William Monk - Artists - James Cohan

WILLIAM MONK, Hands, 2014, Oil on canvas, 94 7/16 x 94 7/16 in. (240 x 240 cm)
 

William Monk makes intricately encrypted landscapes on small and very large oil paintings, woodcut monotypes, collages and watercolors. Fine details, obsessively executed in a manner resembling both pointillist and visionary art, cause scale to shift dramatically: an image of an aerial landscape will flip to resemble minuscule circuitry. Hot, lurid colors evoke thermal imagery, radiography or nuclear fallout, in an uneasy balance between the organic and the harmful. Repetition of a single composition makes simple depictions of clusters of trees or sunsets increasingly ritualistic and hallucinatory.

 

The curved horizon of Hands (2014) evokes both the surface of the earth at a deep distance and the lens of the human eye, looking up, absorbing light. The green section above the landmass at the bottom of the painting has clearly been padded and smeared with the artist’s hands, grounding the viewer’s eye relative to human scale and lending the work its casually mundane, ambiguous title. The inky upper half of the painting could be infinite outer space or a moment between night and day so brief that the eye does not log it in the memory.
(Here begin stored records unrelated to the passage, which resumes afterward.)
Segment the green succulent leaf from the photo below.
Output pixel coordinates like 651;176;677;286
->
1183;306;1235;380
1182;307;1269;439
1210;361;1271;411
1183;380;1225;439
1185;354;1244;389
Monk’s oeuvre, as Hands shows, is an inquiry into the relationship of a picture to an experience. Artforum’s Robert Jan-Muller writes, of Monk’s recent work: “This preoccupation with minute detail—each speck of color sitting in its own place—gives everything portrayed in Monk’s paintings, whether a telephone pole or a highway’s dotted yellow line, a life of its own.”

 

William Monk (b. 1977, United Kingdom) won the 2005 Royal Award for Painting during his two years in Amsterdam studying at the residency De Ateliers, resulting in widespread, ongoing institutional recognition in Northern Europe. Recent museum group exhibitions include the Museum Belvédère, Heerenveen, the Gemeentemuseum, The Hague, and a solo exhibition at the Fries Museum, Leeuwarden. In 2009 he was a recipient of the Jerwood Painting Prize in the United Kingdom, which resulted in a yearlong national touring exhibition. Monk lives and works in London.